Empresas Brasileiras Enfrentam Desafios na Implementação de Saúde Mental no Trabalho
Com a vigência plena da Norma Regulamentadora n.º 1 (NR-1) se aproximando, as empresas brasileiras ainda demonstram um quadro de preparo insuficiente no que tange à manutenção de programas corporativos robustos sobre o tema. A partir de 26 de maio deste ano, as companhias terão que adotar medidas para mapear e reduzir riscos que afetam o bem-estar psicológico dos colaboradores.
Foco na Mitigação de Riscos Psicossociais
As determinações do Ministério do Trabalho e Emprego (MTE) exigem que as organizações atuem na mitigação de riscos como estresse, assédio moral e excesso de carga de trabalho.

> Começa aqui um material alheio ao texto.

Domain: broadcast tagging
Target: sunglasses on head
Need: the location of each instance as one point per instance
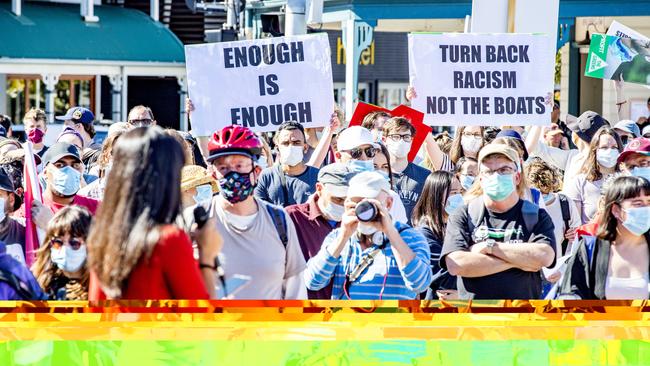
(370, 152)
(57, 243)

Contudo, os dados mostram que apenas 10,7% das empresas no Brasil possuem uma estratégia de saúde mental totalmente estruturada, com programas integrados e mensuração de impacto contínuo nos resultados do negócio.
Resultados de Levantamento com Lideranças de RH
Este dado provém de um levantamento realizado em março, durante a primeira edição do fórum HR First Class Rio de Janeiro. O evento abordou a relevância e o impacto da saúde mental no ambiente corporativo, reunindo 300 líderes de Recursos Humanos.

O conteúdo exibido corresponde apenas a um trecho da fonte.